LONDON (Reuters) - Saif al Islam, the son of Libya's leader Muammar Gaddafi, said on Thursday there was no need for any foreign role in ending Libya's crisis when asked about a mediation offer by Venezuela.
Saif said in an interview with Sky News that he had not heard about the offer by Venezuelan President Hugo Chavez, but added: "We have to say thank you ... but we are able and capable enough to solve our issues by our own people ... ourselves. There is no need for any foreign intervention."
"...They are our friends, we respect them, we like them, but they are far away. They have no idea about Libya. Libya is in the Middle East and North Africa. Venezuela is in Central America. We appreciate this."
Saif said he had not spoken to his father on Thursday, but on Wednesday had discussed "many things" including the crisis.
Analysts are skeptical Chavez, who like Gaddafi casts himself as an anti-imperial revolutionary and has visited him in Libya six times, can bring any immediate end to fighting in Libya.
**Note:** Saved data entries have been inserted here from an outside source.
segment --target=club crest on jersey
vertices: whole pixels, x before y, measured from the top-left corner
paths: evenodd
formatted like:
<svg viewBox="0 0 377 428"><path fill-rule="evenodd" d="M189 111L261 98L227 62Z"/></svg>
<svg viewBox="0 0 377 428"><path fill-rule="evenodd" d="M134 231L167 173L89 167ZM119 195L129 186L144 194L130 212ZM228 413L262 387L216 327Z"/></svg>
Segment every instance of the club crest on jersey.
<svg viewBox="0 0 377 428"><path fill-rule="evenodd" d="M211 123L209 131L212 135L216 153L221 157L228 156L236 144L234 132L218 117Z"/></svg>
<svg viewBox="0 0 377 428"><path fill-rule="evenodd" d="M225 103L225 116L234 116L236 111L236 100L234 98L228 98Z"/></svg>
Venezuela's Information Minister Andres Izarra said Venezuela's foreign minister spoke on Thursday with his Libyan counterpart, who confirmed that Gaddafi's government supported the idea of an international commission.
Izarra said the Arab League had shown interest in Chavez's proposal to send an international commission to talk with both sides in Libya.
But the chairman of the rebel National Libyan Council rejected the concept of talks with Gaddafi. Arab League President Amr Moussa told Reuters the Chavez plan was only under consideration and that it was up to Venezuela to release more details of its substance.